HashMap 提供了三种构造函数。第一种通过直接设置初始容量和加载因子。
/**
* Constructs an empty HashMap with the specified initial
* capacity and load factor.
*
* @param initialCapacity the initial capacity
* @param loadFactor the load factor
* @throws IllegalArgumentException if the initial capacity is negative
* or the load factor is nonpositive
*/
public HashMap(int initialCapacity, float loadFactor) {
//初始容量为负,则抛出
if (initialCapacity < 0)
throw new IllegalArgumentException("Illegal initial capacity: " +
initialCapacity);
//大于最大容量则设为最大容量
if (initialCapacity > MAXIMUM_CAPACITY)
initialCapacity = MAXIMUM_CAPACITY;
//检测加载因子是否是正数
if (loadFactor <= 0 || Float.isNaN(loadFactor))
throw new IllegalArgumentException("Illegal load factor: " +
loadFactor);
this.loadFactor = loadFactor;
//将初始容量转为向上最近的2的次方。例如初始为9转为16
this.threshold = tableSizeFor(initialCapacity);
}第二种设置初始容量,使用默认的加载因子。
/**
* Constructs an empty HashMap with the specified initial
* capacity and the default load factor (0.75).
*
* @param initialCapacity the initial capacity.
* @throws IllegalArgumentException if the initial capacity is negative.
*/
public HashMap(int initialCapacity) {
this(initialCapacity, DEFAULT_LOAD_FACTOR);
}第三种两个参数都使用默认的设置。初始容量16,加载因子0.75。
/**
* Constructs an empty HashMap with the default initial capacity
* (16) and the default load factor (0.75).
*/
public HashMap() {
this.loadFactor = DEFAULT_LOAD_FACTOR; // all other fields defaulted
}构造函数主要完成两个参数的设置,真正初始化散列表是等到添加元素的时候才进行。
HashMap 主要方法
put 方法
/**
* Associates the specified value with the specified key in this map.

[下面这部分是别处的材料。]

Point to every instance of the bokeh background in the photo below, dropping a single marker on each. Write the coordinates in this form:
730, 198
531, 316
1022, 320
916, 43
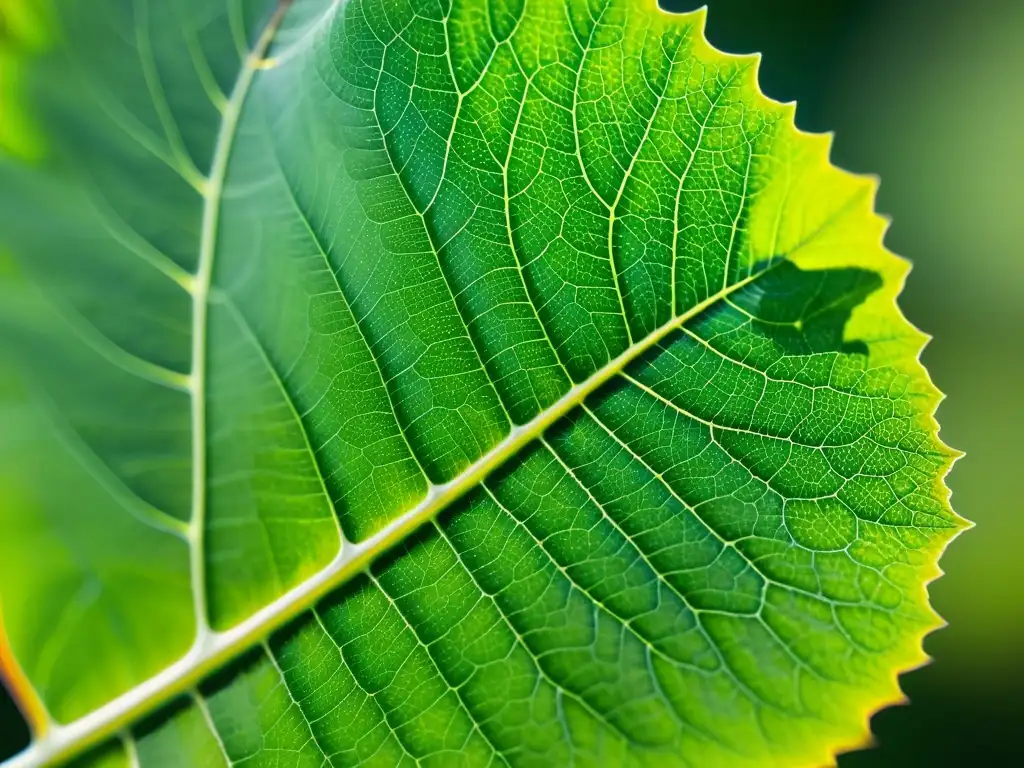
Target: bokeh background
929, 94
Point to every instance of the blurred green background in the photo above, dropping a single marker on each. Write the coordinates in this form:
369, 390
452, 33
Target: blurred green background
930, 95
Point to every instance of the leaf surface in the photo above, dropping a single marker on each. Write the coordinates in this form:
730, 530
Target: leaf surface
472, 382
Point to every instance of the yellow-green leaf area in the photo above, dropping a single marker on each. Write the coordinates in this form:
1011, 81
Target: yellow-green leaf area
471, 382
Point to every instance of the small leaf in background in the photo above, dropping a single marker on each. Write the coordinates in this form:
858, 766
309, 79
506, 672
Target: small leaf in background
501, 382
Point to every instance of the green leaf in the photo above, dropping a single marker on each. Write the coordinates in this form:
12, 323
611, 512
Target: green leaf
473, 382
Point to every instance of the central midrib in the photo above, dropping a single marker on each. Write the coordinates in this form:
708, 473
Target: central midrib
213, 649
218, 648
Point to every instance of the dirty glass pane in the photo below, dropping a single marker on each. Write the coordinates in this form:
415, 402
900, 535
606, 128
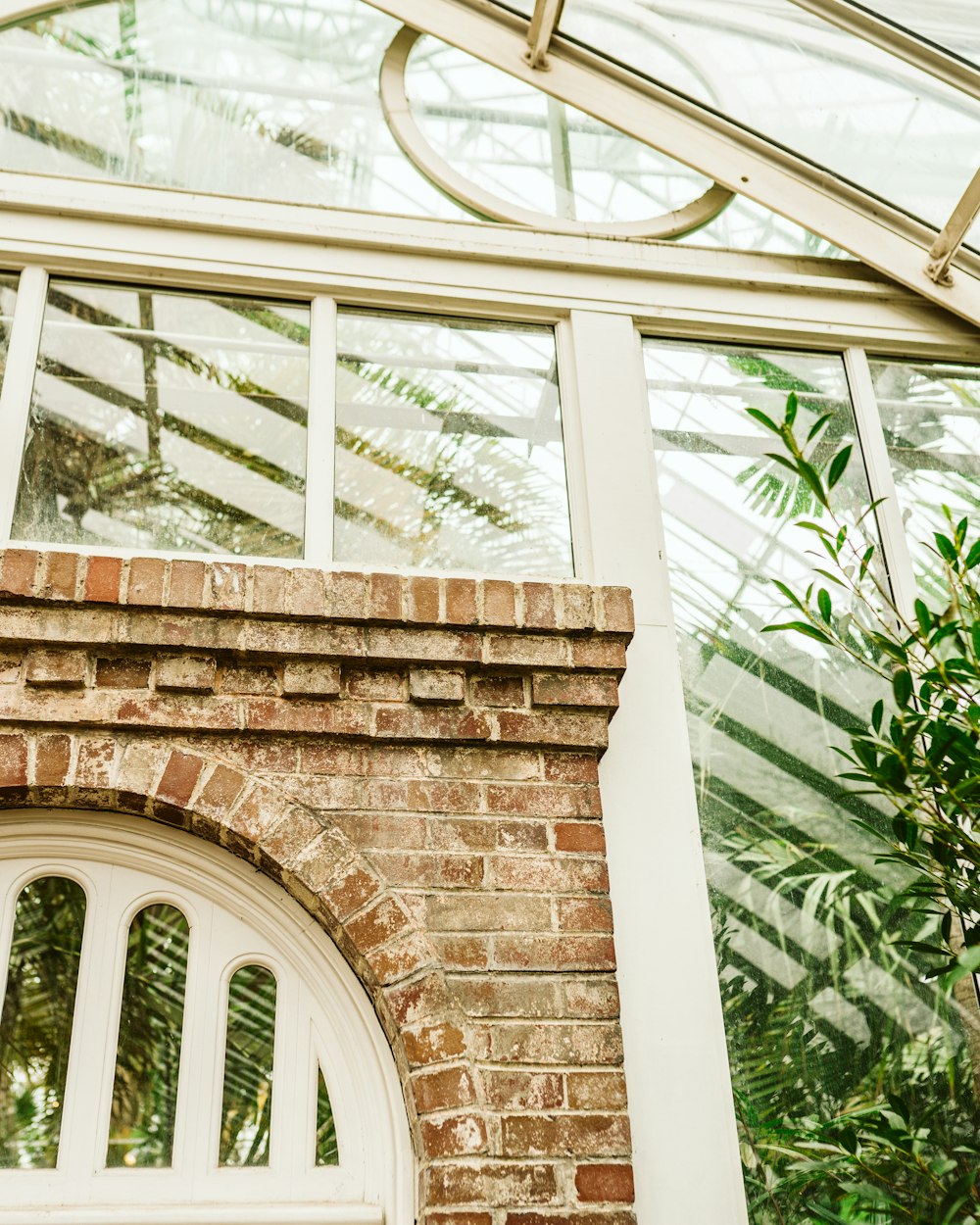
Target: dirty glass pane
42, 978
827, 1015
450, 450
803, 82
141, 1131
326, 1127
930, 413
246, 1102
163, 420
8, 297
264, 101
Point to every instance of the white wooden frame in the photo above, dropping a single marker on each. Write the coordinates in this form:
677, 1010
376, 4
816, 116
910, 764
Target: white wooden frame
125, 863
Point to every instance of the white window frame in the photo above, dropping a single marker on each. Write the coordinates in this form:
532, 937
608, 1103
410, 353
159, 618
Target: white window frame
322, 1017
601, 295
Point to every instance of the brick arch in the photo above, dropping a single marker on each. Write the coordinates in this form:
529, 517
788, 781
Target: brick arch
318, 866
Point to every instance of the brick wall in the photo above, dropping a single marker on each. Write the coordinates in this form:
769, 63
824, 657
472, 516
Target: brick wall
416, 760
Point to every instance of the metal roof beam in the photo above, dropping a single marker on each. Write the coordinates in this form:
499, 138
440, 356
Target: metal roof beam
543, 24
900, 42
780, 180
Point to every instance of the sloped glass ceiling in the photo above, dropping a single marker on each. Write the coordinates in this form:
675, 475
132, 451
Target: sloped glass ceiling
866, 116
279, 102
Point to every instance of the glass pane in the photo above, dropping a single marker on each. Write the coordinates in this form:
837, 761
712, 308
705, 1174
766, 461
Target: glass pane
264, 101
35, 1022
450, 450
246, 1103
930, 413
170, 421
804, 83
952, 24
8, 298
141, 1132
326, 1128
826, 1013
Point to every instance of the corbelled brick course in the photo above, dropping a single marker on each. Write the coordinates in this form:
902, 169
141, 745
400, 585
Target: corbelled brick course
415, 760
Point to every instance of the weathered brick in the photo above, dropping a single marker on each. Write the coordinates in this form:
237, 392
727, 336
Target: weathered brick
102, 579
604, 1184
62, 669
185, 672
310, 679
425, 685
146, 579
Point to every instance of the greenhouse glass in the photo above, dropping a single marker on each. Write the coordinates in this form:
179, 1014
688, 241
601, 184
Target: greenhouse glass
826, 1014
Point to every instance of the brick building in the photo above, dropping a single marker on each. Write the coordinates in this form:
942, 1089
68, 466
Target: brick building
373, 576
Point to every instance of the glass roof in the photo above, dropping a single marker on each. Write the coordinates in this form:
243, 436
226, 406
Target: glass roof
804, 83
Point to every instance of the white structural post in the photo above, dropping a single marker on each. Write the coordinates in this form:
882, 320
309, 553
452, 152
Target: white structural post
18, 385
685, 1145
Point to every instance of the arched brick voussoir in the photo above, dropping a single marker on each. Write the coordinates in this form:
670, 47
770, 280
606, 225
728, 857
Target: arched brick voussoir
292, 844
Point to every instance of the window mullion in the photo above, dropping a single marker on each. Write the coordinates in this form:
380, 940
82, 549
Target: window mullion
881, 480
19, 382
321, 432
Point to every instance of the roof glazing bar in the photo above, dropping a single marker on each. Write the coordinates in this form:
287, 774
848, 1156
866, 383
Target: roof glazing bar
718, 147
900, 42
954, 233
543, 24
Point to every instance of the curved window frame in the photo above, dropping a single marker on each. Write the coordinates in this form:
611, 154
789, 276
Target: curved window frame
321, 1008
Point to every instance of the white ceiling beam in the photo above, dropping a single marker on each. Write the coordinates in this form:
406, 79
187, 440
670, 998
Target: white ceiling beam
543, 24
868, 228
905, 44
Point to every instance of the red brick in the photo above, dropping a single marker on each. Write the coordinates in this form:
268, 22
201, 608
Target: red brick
597, 1091
539, 607
62, 669
498, 691
498, 602
422, 601
579, 837
179, 778
376, 926
444, 1089
434, 1044
435, 685
385, 597
102, 579
60, 574
617, 609
461, 602
604, 1184
18, 571
269, 589
574, 689
146, 581
584, 914
225, 586
13, 760
307, 593
457, 1136
186, 587
52, 760
122, 672
524, 1091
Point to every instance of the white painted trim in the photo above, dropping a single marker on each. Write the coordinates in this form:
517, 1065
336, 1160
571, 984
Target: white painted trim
321, 431
18, 385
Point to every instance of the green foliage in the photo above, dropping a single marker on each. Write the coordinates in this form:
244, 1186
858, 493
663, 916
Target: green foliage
903, 1147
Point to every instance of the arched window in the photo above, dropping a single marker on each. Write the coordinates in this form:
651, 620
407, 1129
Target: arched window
175, 1032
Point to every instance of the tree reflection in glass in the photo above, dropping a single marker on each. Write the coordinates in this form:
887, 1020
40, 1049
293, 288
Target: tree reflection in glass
141, 1131
35, 1020
246, 1102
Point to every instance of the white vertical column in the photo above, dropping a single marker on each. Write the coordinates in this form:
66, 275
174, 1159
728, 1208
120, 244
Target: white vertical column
881, 480
685, 1142
321, 431
19, 382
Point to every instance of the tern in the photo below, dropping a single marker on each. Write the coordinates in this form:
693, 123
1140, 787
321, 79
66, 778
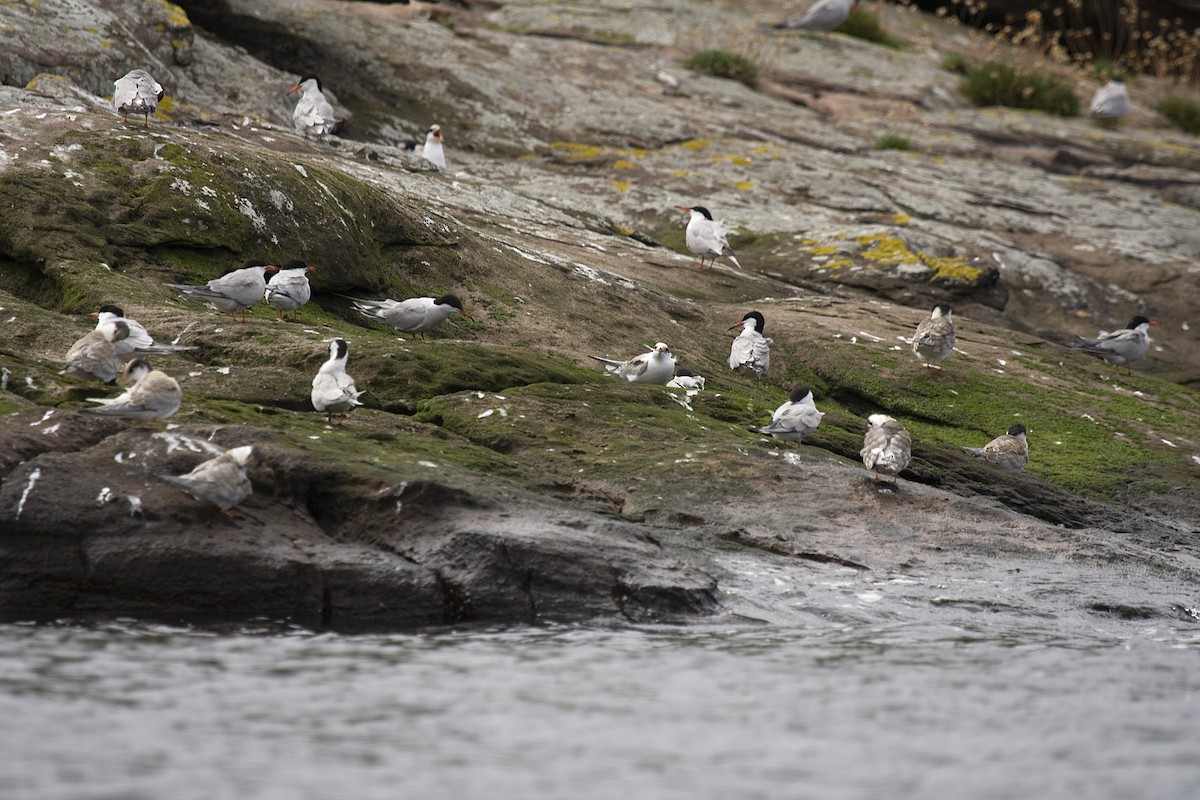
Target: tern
653, 367
136, 92
1110, 101
288, 289
312, 114
333, 390
412, 316
138, 341
822, 16
1121, 347
750, 352
154, 395
1011, 450
687, 379
706, 236
795, 419
935, 337
94, 355
233, 292
887, 446
221, 481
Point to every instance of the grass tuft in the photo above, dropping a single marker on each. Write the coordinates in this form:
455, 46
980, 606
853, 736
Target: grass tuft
1182, 112
864, 25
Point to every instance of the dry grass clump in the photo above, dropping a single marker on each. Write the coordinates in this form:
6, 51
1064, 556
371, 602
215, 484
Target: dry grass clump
1109, 38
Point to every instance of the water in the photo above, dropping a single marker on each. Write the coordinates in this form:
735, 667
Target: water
965, 708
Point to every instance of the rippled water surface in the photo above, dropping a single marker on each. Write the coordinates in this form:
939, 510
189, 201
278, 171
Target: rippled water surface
869, 711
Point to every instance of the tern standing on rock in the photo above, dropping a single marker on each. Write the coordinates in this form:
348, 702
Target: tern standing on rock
313, 114
94, 355
233, 292
795, 419
706, 236
934, 338
1011, 450
288, 289
136, 92
1121, 347
653, 367
333, 390
221, 481
887, 446
750, 352
154, 395
412, 316
433, 150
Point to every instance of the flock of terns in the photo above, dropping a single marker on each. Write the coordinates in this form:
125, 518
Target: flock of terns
118, 347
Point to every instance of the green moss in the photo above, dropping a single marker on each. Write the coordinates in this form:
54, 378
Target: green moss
893, 142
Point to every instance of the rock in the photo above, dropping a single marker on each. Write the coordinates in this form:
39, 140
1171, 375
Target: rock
495, 474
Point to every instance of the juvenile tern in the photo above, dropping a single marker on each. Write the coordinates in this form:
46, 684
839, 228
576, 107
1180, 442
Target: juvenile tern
94, 355
823, 16
138, 341
312, 114
653, 367
288, 289
935, 337
1011, 450
412, 316
887, 446
233, 292
1121, 347
750, 350
333, 390
136, 92
795, 419
154, 395
706, 236
221, 481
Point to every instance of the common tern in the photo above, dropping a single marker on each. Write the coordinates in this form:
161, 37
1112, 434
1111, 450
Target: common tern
687, 379
333, 390
823, 16
288, 289
1121, 347
750, 352
312, 114
1011, 450
138, 341
1110, 101
887, 446
221, 481
653, 367
136, 92
412, 316
935, 337
233, 292
795, 419
153, 395
706, 236
94, 355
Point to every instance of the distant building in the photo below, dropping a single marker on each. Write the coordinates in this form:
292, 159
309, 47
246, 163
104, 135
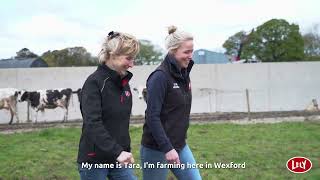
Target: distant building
23, 63
203, 56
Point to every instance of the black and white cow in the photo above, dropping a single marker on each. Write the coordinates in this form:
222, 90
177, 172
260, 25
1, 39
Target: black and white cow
142, 92
48, 99
8, 101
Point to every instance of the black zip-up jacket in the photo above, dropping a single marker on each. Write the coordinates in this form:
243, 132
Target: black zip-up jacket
168, 107
105, 105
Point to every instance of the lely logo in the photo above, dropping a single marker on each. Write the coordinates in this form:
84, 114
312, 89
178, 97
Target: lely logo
299, 165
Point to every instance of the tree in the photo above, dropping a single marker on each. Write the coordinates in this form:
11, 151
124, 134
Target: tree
277, 40
233, 43
25, 53
236, 45
312, 44
148, 53
76, 56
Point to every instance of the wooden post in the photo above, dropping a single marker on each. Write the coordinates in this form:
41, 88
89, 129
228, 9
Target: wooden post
28, 111
248, 104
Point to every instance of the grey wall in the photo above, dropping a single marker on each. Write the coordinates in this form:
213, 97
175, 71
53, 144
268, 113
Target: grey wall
215, 88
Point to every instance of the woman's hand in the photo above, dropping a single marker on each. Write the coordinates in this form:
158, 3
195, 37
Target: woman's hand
172, 157
125, 158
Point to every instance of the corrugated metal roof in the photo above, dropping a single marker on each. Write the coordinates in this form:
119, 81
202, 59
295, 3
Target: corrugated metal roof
23, 63
203, 56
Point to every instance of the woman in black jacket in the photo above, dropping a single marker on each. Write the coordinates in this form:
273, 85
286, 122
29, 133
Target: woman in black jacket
105, 105
167, 115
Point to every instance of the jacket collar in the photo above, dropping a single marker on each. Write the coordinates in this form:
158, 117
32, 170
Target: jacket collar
115, 76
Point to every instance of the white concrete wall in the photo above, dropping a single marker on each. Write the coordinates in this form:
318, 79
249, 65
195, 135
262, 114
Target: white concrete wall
215, 88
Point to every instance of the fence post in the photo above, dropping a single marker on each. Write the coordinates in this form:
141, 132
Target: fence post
28, 111
248, 104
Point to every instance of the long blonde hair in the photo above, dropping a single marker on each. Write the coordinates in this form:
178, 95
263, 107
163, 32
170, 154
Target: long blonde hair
118, 43
176, 38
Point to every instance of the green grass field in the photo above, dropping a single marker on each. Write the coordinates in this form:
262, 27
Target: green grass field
265, 148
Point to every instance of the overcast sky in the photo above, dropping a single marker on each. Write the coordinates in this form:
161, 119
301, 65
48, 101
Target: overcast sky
42, 25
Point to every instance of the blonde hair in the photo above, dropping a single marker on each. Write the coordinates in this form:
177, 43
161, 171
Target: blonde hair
176, 38
118, 43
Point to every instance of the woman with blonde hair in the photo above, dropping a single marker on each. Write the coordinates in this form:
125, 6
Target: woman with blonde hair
105, 104
167, 114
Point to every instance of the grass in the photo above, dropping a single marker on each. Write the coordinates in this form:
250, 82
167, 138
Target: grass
265, 148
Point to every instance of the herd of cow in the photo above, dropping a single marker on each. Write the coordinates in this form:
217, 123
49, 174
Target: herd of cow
44, 99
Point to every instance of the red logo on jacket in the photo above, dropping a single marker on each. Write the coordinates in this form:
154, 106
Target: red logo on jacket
299, 165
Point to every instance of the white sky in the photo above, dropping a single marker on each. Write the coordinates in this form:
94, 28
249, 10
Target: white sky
42, 25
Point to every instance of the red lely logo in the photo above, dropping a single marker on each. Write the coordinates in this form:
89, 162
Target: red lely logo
299, 164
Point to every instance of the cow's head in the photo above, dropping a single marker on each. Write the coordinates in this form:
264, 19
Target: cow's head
23, 96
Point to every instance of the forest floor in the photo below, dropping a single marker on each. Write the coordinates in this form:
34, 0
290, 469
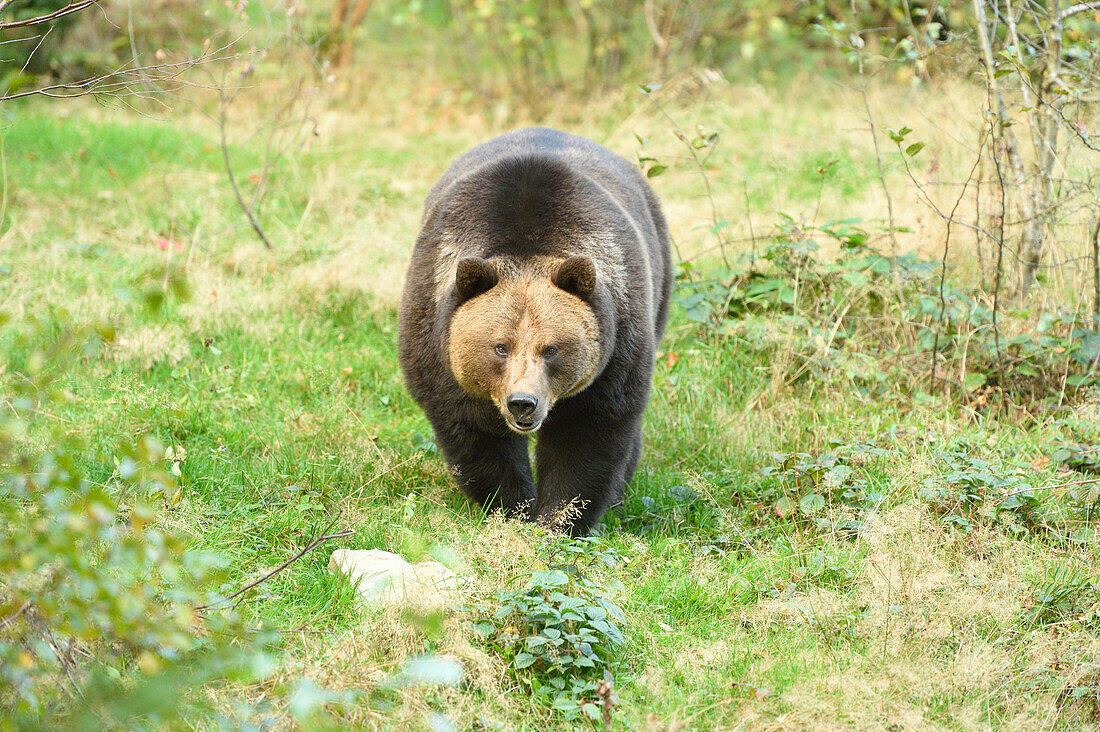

* If the map previously contained a mapping for the key, the old
* value is replaced.
*
* @param key key with which the specified value is to be associated
* @param value value to be associated with the specified key
* @return the previous value associated with key, or
* null if there was no mapping for key.
* (A null return can also indicate that the map
* previously associated null with key.)
*/
public V put(K key, V value) {
return putVal(hash(key), key, value, false, true);
}先总结下整个流程,大体如下。
- 通过 key 获取 hashcode 值,再利用高低位16异或。
- 若桶为空,则申请。计算出位置索引进行添加。
- 无冲突,直接添加。有冲突添加在桶的尾部,当冲突超过七个,则转为红黑树。
- 若已存在,进行 value 替换。
- 插入成功后,若超过阈值,进行扩充。
具体的添加代码如下:
/**
* Implements Map.put and related methods
*
* @param hash hash for key
* @param key the key
* @param value the value to put
* @param onlyIfAbsent if true, don't change existing value
* @param evict if false, the table is in creation mode.
* @return previous value, or null if none
*/
final V putVal(int hash, K key, V value, boolean onlyIfAbsent,
boolean evict) {
Node<K,V>[] tab; Node<K,V> p; int n, i;
//当table为空,则创建
if ((tab = table) == null || (n = tab.length) == 0)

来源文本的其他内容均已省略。